What stands out, of course, if the reticence and passivity of so many of us men. A recent book published by Lisa Shannon entitled A Thousand Sisters details the author's account of her transition from comfortable life to getting involved in the fight for justice for Congolese women. Shannon leaves a comfortable life in Portland, Oregon to travel to the Congo to work with women there, and she realizes what is at stake, and what atrocities are being committed against women every day, every hour, every minute, yes, every second.

Shannon's work is remarkable, powerful, and a model.

But what the fictional character of Lisbeth Sanders and the real-life journey of Lisa Shannon ask us is simple: Where are all the men?

Where are we, men, when women are abused? Where are we, men, when power structures that oppress women are held rigidly in place? Where are we?

The answer is, sadly, all too clear: we are often absent from the picture. As bystanders, we might like to claim, Hey, I'm not the one doing any injustice! But this line is woefully incompetent. Did such a claim work for those German citizens who sealed their lips during the genocide committed by the Nazi regime?

Before Jen and I and Tyler left for York, my brother Chris and I went to Washington DC. During our trip, we visited the Holocaust Memorial Museum, and I was struck--as most are--by the gruesome atrocities committed during the Holocaust.

However, in one area, I found myself standing facing a wall with a quote written on it in massive letters, taken from Elie Weisel's harrowing memoir Night. The line said, "God is dead."

As a Christian-male-feminist-teacher-writer--husband-father-Democrat, I stood looking at the quote for a long time.

A long time.

I asked God, How am I supposed to read this, Lord? How could I ever say to someone who has experience such horror that such a claim is false?

I stood there and asked God as tears came down my cheeks and my heart burned inside of me.

And then, God spoke.

I heard this small voice bubbling up, and the words that became etched in my mind and soul were: "I am not dead, but my people have remained silent."

The words shocked me at once in their simplicity and their truth.

And in every great tragedy--even and especially those tragedies committed in the name of God but really nothing more than mass murder at the hands of men pretending to claim God as an excuse--the above line has been true.

In the Rwandan genocide, where were we?

In the current genocide in Darfur, where are we?

In the destruction and violence against women in the Congo, where are we?

In the systematic oppression of women in every country on the globe, where are we?

It has become painfully obvious that men--even good men--would often prefer to remain passive on the issue.

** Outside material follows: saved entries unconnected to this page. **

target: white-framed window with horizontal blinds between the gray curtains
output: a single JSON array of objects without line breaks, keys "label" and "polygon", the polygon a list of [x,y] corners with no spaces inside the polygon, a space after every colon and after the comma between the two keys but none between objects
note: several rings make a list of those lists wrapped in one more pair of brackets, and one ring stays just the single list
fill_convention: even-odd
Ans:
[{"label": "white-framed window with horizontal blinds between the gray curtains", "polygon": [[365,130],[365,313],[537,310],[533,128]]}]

And it has also become painfully obvious that those who profess to follow a faith don't see any of Christ's numerous class to action on behalf of the oppressed as reason enough to look outside the walls of their own church, and try to find something meaningful to fight for.

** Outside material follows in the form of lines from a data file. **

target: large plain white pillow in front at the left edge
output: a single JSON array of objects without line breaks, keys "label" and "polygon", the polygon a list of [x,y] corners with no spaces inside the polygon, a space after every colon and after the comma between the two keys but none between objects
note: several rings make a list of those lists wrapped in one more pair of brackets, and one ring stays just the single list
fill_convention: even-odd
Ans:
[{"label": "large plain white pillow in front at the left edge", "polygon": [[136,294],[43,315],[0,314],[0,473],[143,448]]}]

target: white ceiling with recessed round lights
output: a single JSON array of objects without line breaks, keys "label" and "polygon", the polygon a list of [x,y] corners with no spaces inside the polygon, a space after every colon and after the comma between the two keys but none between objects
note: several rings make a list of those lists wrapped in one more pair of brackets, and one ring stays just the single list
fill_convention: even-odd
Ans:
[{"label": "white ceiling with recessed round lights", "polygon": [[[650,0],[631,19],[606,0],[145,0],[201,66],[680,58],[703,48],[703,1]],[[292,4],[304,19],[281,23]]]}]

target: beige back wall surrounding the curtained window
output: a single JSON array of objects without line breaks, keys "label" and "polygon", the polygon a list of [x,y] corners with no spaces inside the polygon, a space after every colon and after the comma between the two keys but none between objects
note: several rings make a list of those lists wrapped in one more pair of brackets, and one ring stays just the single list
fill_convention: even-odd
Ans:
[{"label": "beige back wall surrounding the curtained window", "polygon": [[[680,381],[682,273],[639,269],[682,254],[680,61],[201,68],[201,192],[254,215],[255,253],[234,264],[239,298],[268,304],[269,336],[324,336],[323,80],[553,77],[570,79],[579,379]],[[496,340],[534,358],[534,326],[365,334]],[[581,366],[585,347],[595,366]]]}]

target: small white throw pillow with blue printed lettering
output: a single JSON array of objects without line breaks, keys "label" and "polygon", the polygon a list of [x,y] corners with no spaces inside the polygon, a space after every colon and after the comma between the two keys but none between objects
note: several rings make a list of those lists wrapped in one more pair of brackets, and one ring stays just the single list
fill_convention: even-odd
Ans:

Sadly, for many in the Church, protesting gay rights seems to be the only rallying cry to which they respond.

But Christ, if we read what he's said and done, does something far different. He fights for those who are oppressed. He stands with the persecuted, the defeated, the weak, the poor, and the needy.

Christ never says, blessed are the rich and he never says blessed are those who judge others.

No.

It's time for men and for Christians to redefine--no, reinvent--the roles we have enacted for far too long. If we need a model, look at Jesus himself, who is startlingly different than most Christians I see today.

Jesus didn't dress in three-pieces suits, hang with the wealthy, and oppress women.

So, all of that to say that missing sleep is sometimes necessary when a voice of justice begins to creep into one's heart.

Perhaps we'll see a book like Lisa Shannon's come out which accounts for the way men will begin to stand up for equality and justice and oppose the oppression of women the world over.

Call me an idealist, but yeah, I'm holding my breath for this. It happens when those of us born into privilege are willing to peer out from behind the walls and see life as it is lived for the other 95% of the world. I've got a heck of a long way to walk on this path, but I want to try and follow the trail as best as I can.